FAQ
Hi all,

in our Lucene 3.0.3-based web application when a user clicks on a hit
link the targeted PDF should be opened in the browser with highlighted hits.

For this purpose using the Acrobat Highlight File (Parameter xml, see
http://www.pdfbox.org/userguide/highlighting.html and
http://partners.adobe.com/public/developer/en/pdf/HighlightFileFormat.pdf)
seems most reasonable to me.

Since the position to highlight are given by (page and) character
offsets and Lucene uses offsets as well I think it could be easy (for
more Lucene-skilled people than me) to create an Highlighter which
produces this highlight file.

Does such a Highlighter already exists in the Lucene World?

If not could someone please point me the direction (e.g. where to hook
into the existing (fast vector?) highlighter just to extract the offsets).

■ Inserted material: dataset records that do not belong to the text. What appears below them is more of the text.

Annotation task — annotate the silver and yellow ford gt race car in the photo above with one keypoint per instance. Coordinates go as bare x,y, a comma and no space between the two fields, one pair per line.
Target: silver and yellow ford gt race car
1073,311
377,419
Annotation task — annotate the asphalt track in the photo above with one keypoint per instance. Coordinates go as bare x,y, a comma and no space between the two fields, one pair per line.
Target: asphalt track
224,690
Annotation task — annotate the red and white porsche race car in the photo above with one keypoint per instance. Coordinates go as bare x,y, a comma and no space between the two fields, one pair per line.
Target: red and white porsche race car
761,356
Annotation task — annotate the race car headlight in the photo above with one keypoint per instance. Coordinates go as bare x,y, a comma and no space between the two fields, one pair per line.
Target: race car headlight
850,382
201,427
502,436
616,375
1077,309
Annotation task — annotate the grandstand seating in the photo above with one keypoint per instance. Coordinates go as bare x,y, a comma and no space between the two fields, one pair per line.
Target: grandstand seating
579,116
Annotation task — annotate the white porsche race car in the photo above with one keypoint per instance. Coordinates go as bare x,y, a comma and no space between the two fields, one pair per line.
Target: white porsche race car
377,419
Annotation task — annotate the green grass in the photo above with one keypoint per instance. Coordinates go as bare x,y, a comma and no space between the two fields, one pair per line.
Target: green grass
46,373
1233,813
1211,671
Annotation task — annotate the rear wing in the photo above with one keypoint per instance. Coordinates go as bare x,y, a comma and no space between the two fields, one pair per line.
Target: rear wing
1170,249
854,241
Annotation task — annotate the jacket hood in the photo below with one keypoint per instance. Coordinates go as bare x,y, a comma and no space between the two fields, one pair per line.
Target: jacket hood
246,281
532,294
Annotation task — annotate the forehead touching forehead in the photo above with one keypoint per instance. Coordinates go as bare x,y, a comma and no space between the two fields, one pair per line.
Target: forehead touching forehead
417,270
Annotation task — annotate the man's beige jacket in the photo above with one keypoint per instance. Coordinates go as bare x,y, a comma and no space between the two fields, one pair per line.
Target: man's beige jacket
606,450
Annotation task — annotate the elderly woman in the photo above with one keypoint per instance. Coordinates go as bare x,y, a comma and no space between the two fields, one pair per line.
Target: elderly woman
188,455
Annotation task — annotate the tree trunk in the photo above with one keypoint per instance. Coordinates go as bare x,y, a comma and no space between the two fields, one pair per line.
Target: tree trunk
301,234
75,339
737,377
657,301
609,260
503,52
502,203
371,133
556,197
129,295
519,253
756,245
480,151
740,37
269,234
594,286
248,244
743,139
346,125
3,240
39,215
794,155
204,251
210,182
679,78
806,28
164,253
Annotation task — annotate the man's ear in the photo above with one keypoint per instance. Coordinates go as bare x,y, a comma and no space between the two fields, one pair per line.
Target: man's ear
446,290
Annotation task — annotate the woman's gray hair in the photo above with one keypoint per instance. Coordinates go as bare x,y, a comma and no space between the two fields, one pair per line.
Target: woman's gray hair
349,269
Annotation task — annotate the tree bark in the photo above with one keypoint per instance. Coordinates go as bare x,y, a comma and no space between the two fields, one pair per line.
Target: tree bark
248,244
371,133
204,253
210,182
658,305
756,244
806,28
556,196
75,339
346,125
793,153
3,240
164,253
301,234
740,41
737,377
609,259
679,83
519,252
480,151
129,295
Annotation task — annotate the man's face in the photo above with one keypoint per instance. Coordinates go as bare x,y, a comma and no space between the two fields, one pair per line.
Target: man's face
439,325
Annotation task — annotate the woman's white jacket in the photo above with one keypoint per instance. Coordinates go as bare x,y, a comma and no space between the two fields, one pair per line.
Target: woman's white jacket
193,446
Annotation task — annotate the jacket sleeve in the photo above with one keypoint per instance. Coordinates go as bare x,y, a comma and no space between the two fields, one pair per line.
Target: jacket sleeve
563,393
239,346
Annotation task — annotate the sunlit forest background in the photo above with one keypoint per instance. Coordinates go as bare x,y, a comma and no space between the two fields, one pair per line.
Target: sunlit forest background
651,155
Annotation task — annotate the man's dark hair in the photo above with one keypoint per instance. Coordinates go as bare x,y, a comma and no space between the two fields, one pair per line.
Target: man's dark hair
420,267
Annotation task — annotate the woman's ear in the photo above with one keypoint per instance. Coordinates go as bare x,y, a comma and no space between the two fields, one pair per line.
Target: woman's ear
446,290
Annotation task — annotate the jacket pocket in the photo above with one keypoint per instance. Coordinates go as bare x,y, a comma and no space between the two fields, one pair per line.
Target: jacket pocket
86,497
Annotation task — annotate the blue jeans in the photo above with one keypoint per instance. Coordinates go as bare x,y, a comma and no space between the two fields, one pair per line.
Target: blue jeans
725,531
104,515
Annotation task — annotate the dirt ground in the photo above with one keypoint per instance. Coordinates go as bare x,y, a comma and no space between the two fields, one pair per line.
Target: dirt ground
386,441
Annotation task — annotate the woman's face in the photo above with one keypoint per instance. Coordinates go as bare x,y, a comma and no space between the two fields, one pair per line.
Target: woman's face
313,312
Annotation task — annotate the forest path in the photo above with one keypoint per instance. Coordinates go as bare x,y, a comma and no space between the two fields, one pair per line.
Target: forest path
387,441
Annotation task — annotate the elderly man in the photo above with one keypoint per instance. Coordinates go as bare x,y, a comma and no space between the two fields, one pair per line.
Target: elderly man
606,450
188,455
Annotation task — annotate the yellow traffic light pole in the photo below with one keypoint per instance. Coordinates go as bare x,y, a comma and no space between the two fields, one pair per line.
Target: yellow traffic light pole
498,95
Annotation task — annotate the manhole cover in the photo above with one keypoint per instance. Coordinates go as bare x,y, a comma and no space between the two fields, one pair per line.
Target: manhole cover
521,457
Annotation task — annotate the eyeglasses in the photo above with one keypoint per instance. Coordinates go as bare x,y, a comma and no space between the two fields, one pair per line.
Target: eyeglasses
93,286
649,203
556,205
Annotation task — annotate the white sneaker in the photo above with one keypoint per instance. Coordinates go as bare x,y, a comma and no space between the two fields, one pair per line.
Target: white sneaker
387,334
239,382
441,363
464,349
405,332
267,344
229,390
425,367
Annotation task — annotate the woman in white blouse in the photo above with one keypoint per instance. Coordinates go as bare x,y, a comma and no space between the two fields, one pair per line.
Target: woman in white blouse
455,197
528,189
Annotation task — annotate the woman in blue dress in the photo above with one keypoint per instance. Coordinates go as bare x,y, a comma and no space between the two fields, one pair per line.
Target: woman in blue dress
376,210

BTW: Luke gyve me the impression that Term Vectors are only stored when
the field content is sored as well. Is that true?

Wulf


---------------------------------------------------------------------
To unsubscribe, e-mail: java-user-unsubscribe@lucene.apache.org
For additional commands, e-mail: java-user-help@lucene.apache.org

Search Discussions

  • Wulf Berschin at May 12, 2011 at 2:47 pm
    Well, AFAIS the Lucene Highlighters do not offer this functionality via
    their API, but could easily do.

    I think support for highlighting documents would be a very welcome
    feature. Highlighting HTML documents is already possible with the
    org.apache.solr.analysis.HTMLStripCharFilter and a NullFragmenter, but
    ther seems to be nothing for highlighting PDF files...

    As starting point I quarried out from
    org.apache.lucene.search.highlight.Highlighter the class below which
    just returns the Tokens contributing to the hit.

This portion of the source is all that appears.